What If It Stopped Raining?

Droughts are nothing new, troubling mankind as long as mankind has been around. Are the latest droughts something new?

The southeastern U.S. is drying up under the worst drought conditions since the union was formed. There's no rain. Water tables are dangerously low. Reservoirs are lower. It's dryer than dry.

The drought is so bad that state officials in Georgia have resorted to prayer as a viable solution.

Southern and southwestern Europe are in the middle of a drought that appears eerily similar. No rain. Water tables are dangerously low. Reservoirs are lower. It's dryer than dry. Water rationing has begun.

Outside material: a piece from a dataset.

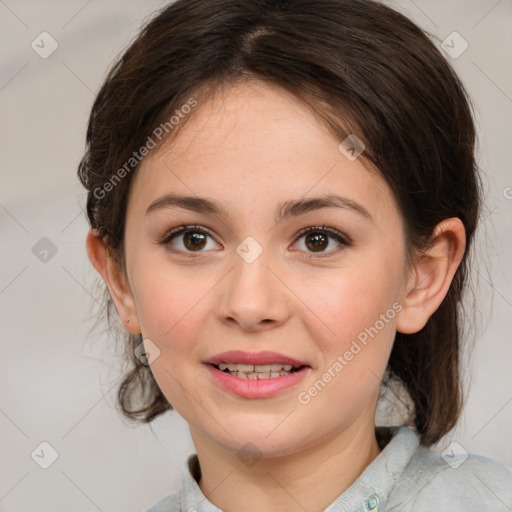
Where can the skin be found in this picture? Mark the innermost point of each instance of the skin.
(250, 149)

Ever heard of Moldova? How about Albania, Bulgaria, Croatia? Crops are failing, farms are dying, wildfires are spreading. There's no rain.

The story is remarkably similar elsewhere in the world, including southern California. Mexico's Tehuacan Valley, the birthplace of corn, hasn't had a good rain in five years. Large chunks of Australia are under a drought that has never been seen and recorded by humans.

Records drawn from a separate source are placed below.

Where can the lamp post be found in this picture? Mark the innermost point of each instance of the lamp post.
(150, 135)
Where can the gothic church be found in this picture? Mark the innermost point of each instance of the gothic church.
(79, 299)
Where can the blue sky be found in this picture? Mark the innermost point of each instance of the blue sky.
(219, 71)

Back to the USA. Climatologists are calling the drought in the southwest and the southeast the worst in 500 years. It is a drought of epic proportions and merely one of many throughout the world.

Oil is an economic necessity. Without it, large portions of the world's economy would be altered. Without water, mankind has more than a major problem. Humans in some areas of the world face such a situation.

What if it stopped raining? For too many, it already has.